Et en s'arrêtant à ce dernier parti, Henri sentait son coeur se briser. Car, malgré sa soumission aux ordres de Marcelle, l'idée de la revoir encore une fois avant de s'en éloigner pour une année entière, avait fait bouillonner tout son sang énergique. Mais ce maudit meunier, avec ses commentaires, pouvait, soit par malice, soit par légèreté, rendre sa démarche compromettante pour la jeune veuve, et Lémor devait s'en abstenir.

– Vous ferez ce qui vous plaît, dit le Grand-Louis, un peu piqué de sa réserve, mais comme elle me fera sans doute quelques questions sur votre compte, je serai forcé de lui dire que l'idée de venir la voir ne vous a pas souri du tout.

– Ce qui lui fera assurément beaucoup de peine? répondit Lémor avec un éclat de rire un peu forcé.

– Oui, oui! jouez au plus fin avec moi, mon camarade! reprit le meunier. Mais vous ne riez pas de bon coeur.

– Monsieur le meunier, répliqua Lémor perdant patience, vos insinuations, autant que je puis les comprendre, commencent à être assez déplacées. Je ne sais pas si vous êtes aussi dévoué à la personne en question que vous le prétendez; mais il ne me semble pas que vous en parliez avec autant de respect que moi, qui la connais à peine.

– Vous vous fâchez? A la bonne heure, c'est plus franc, et cela me taquine moins que vos moqueries. Maintenant, je sais à quoi m'en tenir sur votre compte.

– C'en est trop, dit Lémor irrité, et cela ressemble à une provocation personnelle. J'ignore quelles folles idées vous voulez m'attribuer, mais je vous déclare que ce jeu me fatigue et que je ne souffrirai pas plus longtemps vos impertinences.

– Vous fâchez-vous tout de bon? dit le Grand-Louis d'un ton calme. Je suis bon pour vous répondre. Je suis beaucoup plus fort que vous; mais sans doute vous êtes compagnon de quelque Devoir, et vous connaissez, la canne. Et d'ailleurs, vous autres Parisiens, on dit que vous savez tous jouer du bâton comme des professeurs. Nous autres, nous ne connaissons pas la théorie, nous n'avons que la pratique. Vous êtes plus adroit, que moi, probablement; moi, je cognerai un peu plus dur que vous, ça égalisera la partie. Allons derrière le vieux rempart si vous voulez, ou bien au café du père Robichon. Il y a une petite cour où l'on peut s'expliquer sans témoins, car il n'y a pas de danger qu'il appelle la garde, il sait trop bien vivre pour cela.

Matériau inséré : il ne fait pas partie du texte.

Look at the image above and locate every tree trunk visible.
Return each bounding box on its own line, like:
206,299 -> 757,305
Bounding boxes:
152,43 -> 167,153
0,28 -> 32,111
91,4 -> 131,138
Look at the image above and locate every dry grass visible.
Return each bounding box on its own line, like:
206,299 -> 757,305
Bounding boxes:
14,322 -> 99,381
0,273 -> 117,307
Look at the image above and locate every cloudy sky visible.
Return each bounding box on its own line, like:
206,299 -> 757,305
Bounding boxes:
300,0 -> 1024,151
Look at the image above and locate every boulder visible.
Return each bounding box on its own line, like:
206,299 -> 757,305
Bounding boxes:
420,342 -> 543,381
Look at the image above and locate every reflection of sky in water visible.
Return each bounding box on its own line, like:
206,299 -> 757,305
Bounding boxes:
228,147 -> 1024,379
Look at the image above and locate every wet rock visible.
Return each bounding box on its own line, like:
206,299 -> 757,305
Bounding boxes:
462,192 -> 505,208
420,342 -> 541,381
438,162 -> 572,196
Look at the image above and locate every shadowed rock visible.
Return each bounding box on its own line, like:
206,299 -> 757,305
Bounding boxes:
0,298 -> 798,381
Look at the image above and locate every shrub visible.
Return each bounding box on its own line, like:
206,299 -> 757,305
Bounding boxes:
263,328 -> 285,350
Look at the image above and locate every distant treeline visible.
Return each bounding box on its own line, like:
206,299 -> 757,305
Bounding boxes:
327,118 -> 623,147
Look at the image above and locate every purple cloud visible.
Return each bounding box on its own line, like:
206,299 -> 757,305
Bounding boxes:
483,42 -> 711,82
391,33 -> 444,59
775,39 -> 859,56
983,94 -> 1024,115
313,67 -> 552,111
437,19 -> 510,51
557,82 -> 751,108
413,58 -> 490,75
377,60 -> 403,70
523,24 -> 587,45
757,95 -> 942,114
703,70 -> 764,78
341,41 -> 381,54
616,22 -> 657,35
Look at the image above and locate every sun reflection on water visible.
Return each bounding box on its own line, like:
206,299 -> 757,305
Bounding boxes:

– Allons, se dit Lémor, j'ai voulu être ouvrier, et les lois de l'honneur sont aussi rigides au bâton qu'à l'épée. Je ne connais pas l'art féroce de tuer mon semblable avec une arme plus qu'avec une autre. Mais si cet Hercule gaulois veut se donner le plaisir de m'assommer, je ne l'éviterai pas en lui parlant raison. Ce sera, d'ailleurs, la seule manière de me débarrasser de ses questions, et je ne vois pas pourquoi je serais plus patient qu'un gentilhomme.

Le généreux et pacifique meunier n'avait aucune envie de chercher querelle à Henri comme celui-ci le supposait, faute de comprendre l'intérêt qu'il portait réellement à madame de Blanchemont et à lui, par conséquent; mais ce dernier sentiment était mêlé d'une méfiance dont le Grand-Louis eût voulu se guérir l'esprit par une sincère explication. N'ayant pas réussi, à son tour il se croyait provoqué, et en prenant le chemin du café Robichon, chacun des deux adversaires se persuadait qu'il était forcé de répondre à la fantaisie belliqueuse de l'autre.

Six heures sonnaient à l'horloge d'une église voisine, lorsqu'ils arrivèrent au café Robichon. C'était une maisonnette décorée de ce titre fastueux qu'on voit maintenant jusque sur les plus humbles cabarets des provinces les plus arriérées. «Café de la Renaissance.» On y entrait par une étroite allée plantée de jeunes acacias et de dahlias superbes. La petite cour aux explications était adossée au mur de l'église gothique, revêtu en cet endroit de lierre et de roses grimpantes. Des berceaux de chèvrefeuille et de clématite interceptaient le regard des voisins et parfumaient l'air matinal. Cette cachette fleurie, déserte encore et proprement sablée, semblait destinée à des rendez-vous d'amour beaucoup plus qu'à des scènes tragiques.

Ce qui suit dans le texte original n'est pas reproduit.